From: Mel Gorman <mel@csn.ul.ie>
To: Andrea Arcangeli <aarcange@redhat.com>
Cc: linux-mm@kvack.org, Andrew Morton <akpm@linux-foundation.org>,
Marcelo Tosatti <mtosatti@redhat.com>,
Adam Litke <agl@us.ibm.com>, Avi Kivity <avi@redhat.com>,
Izik Eidus <ieidus@redhat.com>,
Hugh Dickins <hugh.dickins@tiscali.co.uk>,
Nick Piggin <npiggin@suse.de>, Rik van Riel <riel@redhat.com>,
Dave Hansen <dave@linux.vnet.ibm.com>,
Benjamin Herrenschmidt <benh@kernel.crashing.org>,
Ingo Molnar <mingo@elte.hu>, Mike Travis <travis@sgi.com>,
KAMEZAWA Hiroyuki <kamezawa.hiroyu@jp.fujitsu.com>,
Christoph Lameter <cl@linux-foundation.org>,
Chris Wright <chrisw@sous-sol.org>,
bpicco@redhat.com,
KOSAKI Motohiro <kosaki.motohiro@jp.fujitsu.com>,
Balbir Singh <balbir@linux.vnet.ibm.com>,
Arnd Bergmann <arnd@arndb.de>,
"Michael S. Tsirkin" <mst@redhat.com>,
Peter Zijlstra <peterz@infradead.org>,
Johannes Weiner <hannes@cmpxchg.org>
Subject: Re: [PATCH 00 of 41] Transparent Hugepage Support #15
Date: Fri, 26 Mar 2010 17:36:55 +0000 [thread overview]

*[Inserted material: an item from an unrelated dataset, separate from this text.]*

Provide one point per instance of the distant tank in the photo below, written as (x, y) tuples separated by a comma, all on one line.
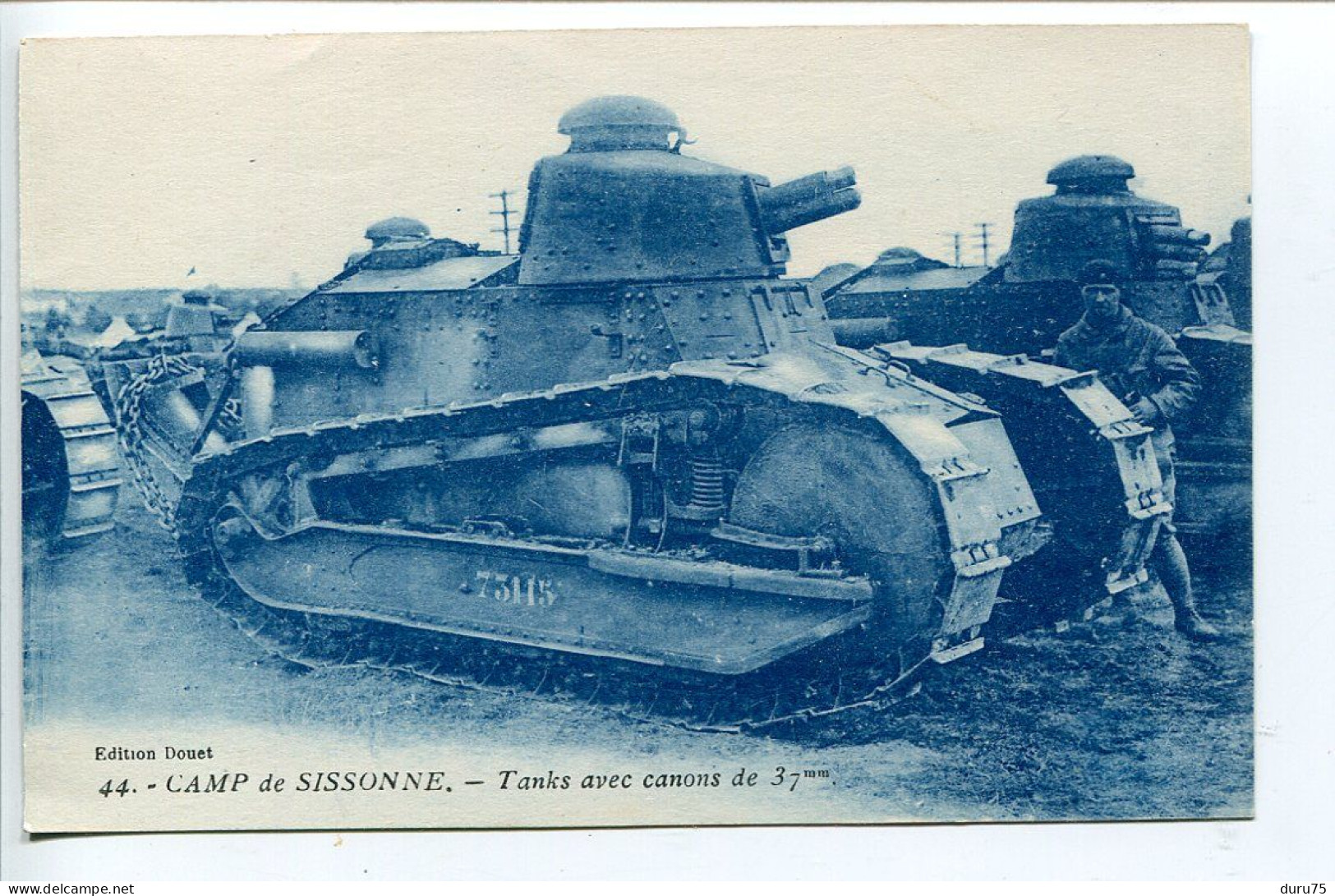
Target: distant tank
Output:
[(71, 475), (1024, 303), (628, 465)]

Message-ID: <20100326173655.GC2024@csn.ul.ie> (raw)
In-Reply-To: <patchbomb.1269622804@v2.random>
On Fri, Mar 26, 2010 at 06:00:04PM +0100, Andrea Arcangeli wrote:
> Hello,
>
> this fixes a potential issue with regard to simultaneous 4k and 2M TLB entries
> in split_huge_page (at pratically zero cost, so I didn't need to add a fake
> feature flag and it's a lot safer to do it this way just in case).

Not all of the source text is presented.